For Mann, the gracious Crimson captain who learned to play the game as a nine-year-old Los Angelino, yesterday’s 14-6 loss to Missouri was the end of an illustrious collegiate career and—pending developments in this week’s MLB Draft—a potential new beginning.
“The door’s not closing on baseball,” he said of the draft, which takes place Tuesday and Wednesday. “We’ll see. I’m not too familiar with the whole process. Maybe some teams will be interested in me.”
On a dazzling Saturday afternoon at Fullerton’s Goodwin Field, the only element that belied the scenic tranquility was Harvard’s uncharacteristically messy play.
Mann, the power-hitting Crimson catcher, woke up his teammates with a rocket shot into the stands just beyond the home dugout to lead off the second. In the same at-bat, he bounded Harvard’s first hit of the day through the infield and, following a Steffan Wilson groundout, scored the Crimson’s first run of the NCAA Tournament.

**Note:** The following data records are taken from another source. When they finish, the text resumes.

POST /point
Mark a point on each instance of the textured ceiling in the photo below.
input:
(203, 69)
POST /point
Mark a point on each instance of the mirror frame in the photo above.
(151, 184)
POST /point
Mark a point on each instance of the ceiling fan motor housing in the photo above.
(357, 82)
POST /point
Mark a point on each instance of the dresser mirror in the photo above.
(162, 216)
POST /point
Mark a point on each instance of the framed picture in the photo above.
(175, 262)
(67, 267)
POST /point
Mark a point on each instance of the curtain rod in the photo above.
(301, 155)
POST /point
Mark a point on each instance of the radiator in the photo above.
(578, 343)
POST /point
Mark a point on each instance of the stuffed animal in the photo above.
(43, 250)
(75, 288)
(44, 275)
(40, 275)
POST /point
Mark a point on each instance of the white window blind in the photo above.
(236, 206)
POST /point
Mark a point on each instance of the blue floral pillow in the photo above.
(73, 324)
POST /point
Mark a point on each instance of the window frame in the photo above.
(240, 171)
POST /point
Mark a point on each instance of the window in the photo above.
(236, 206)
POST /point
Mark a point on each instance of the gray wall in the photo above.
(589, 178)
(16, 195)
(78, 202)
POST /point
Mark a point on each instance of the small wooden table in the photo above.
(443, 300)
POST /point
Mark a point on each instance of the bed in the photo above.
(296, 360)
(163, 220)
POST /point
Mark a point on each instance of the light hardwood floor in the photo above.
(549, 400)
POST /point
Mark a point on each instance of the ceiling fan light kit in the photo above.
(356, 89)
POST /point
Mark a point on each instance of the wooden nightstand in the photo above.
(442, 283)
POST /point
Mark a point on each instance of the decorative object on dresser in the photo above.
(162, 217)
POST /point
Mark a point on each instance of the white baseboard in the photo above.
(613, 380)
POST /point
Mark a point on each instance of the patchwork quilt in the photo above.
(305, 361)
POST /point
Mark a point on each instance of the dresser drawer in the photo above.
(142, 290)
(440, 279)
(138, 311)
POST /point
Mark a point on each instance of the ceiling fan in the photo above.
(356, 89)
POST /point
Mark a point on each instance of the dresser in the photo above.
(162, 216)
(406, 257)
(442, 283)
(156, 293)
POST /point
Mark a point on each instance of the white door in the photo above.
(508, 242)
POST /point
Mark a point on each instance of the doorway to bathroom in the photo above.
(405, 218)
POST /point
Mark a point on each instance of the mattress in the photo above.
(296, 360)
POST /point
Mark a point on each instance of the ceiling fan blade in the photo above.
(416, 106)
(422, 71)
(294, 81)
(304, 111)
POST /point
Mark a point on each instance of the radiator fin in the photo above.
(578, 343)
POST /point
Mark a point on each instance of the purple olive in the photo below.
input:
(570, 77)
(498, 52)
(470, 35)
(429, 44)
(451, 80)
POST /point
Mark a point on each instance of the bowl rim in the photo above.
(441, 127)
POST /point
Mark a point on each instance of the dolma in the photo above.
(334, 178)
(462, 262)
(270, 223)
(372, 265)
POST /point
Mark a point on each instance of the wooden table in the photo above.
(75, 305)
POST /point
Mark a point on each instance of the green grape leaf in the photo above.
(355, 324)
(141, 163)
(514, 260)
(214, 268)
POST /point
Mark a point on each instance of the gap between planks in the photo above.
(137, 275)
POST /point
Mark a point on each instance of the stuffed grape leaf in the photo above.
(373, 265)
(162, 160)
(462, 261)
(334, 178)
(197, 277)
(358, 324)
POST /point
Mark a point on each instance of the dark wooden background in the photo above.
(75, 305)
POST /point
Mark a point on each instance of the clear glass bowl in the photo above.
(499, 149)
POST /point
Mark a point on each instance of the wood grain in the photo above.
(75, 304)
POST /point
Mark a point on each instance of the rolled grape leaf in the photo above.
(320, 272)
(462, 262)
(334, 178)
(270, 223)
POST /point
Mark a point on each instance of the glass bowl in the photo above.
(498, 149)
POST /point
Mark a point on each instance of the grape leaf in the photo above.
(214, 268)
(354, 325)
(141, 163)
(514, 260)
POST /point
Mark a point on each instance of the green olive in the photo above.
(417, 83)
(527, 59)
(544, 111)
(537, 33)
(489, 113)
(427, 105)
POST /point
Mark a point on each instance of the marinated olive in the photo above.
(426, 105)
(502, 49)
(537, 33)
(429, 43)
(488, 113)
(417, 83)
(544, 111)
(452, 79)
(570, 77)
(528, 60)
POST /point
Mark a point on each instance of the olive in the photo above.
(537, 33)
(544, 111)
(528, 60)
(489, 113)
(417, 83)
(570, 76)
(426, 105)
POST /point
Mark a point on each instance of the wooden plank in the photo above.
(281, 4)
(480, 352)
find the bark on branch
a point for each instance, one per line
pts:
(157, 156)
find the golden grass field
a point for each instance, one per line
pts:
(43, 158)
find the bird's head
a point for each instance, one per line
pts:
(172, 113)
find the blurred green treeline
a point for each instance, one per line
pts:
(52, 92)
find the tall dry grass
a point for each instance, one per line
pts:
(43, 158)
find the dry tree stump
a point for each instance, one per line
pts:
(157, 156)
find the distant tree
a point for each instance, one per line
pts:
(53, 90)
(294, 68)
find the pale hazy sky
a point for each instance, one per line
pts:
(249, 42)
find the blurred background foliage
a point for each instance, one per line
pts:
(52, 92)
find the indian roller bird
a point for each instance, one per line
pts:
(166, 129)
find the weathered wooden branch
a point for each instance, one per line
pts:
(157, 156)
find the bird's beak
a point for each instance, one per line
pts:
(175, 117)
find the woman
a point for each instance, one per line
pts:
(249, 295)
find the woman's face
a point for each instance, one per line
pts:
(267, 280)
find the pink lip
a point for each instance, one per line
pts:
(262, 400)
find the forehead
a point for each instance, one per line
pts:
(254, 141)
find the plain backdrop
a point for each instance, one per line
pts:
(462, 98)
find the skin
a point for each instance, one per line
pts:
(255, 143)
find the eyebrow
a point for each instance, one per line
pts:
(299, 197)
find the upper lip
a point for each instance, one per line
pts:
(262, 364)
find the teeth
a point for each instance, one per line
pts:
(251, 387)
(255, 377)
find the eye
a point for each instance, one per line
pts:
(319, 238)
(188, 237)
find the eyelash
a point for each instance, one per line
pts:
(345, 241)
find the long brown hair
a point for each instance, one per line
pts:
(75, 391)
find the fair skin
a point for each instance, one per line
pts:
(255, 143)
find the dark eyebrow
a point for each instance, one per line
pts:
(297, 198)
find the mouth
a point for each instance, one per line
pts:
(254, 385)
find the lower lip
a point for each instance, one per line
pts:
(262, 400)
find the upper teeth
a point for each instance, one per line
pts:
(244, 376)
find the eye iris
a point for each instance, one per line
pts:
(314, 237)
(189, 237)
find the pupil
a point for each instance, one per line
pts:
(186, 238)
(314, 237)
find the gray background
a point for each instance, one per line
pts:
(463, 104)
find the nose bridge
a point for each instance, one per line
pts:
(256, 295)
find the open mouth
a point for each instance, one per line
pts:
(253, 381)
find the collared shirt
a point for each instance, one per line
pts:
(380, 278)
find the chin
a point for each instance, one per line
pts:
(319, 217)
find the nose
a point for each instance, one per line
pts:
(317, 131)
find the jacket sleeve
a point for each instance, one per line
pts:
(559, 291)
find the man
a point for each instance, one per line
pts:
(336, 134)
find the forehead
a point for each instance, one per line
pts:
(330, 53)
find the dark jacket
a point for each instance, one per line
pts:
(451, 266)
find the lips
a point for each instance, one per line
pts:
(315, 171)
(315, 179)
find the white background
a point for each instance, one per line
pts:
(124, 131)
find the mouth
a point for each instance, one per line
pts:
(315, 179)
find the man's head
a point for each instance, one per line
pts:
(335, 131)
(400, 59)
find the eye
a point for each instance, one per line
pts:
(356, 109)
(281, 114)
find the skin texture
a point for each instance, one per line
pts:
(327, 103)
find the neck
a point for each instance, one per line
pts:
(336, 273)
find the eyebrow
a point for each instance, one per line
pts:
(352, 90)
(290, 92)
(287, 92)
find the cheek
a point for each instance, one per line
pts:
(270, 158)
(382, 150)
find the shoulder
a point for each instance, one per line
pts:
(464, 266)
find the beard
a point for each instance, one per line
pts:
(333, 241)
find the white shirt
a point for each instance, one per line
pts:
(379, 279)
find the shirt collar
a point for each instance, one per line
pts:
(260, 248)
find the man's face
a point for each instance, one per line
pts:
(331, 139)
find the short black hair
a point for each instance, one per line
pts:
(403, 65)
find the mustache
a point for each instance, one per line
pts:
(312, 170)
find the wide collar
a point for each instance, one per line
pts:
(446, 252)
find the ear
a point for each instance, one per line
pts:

Several of his relatives—“my grandma, aunts, uncles, cousins,” he said—cheered from the stands. It was a banner moment for Los Angeles’ native son, who despite spending his adolescence in Trumbull, Conn., and at Harvard College, never quite left home.
“It was definitely something I was thinking about,” he said.
The day wasn’t all good news. In the last at-bat of Mann’s career—runners waited on second and third in the bottom of the ninth with a two-out, 14-6 deficit to overcome—the captain struck out to end the game. The final pitch: a called strike on a 3-2 fastball that looked inside. Gracefully, Mann bowed out and shook hands with the opposing team.
“It was definitely not the way you want to end it,” he said. “It’s hard to think of the high points of the year after a loss like this.”
On second thought…
“We had such a successful season,” he said, growing pensive. “It was just a great group of guys to play with.”
For Vance, Harvard’s swaggering freshman leadoff man, the day wasn’t an end—it was an inauguration of promise.
A graduate of Torrey Pines High School outside of San Diego, Vance looked more like a Hollywood product as he confidently strode to the plate, the delightful squeals of his personal cheering section turning crowd heads.
Television cameramen made a point to catch some of the makeshift placards—“Matt is Hot!” read one—that Vance’s friends had drawn up.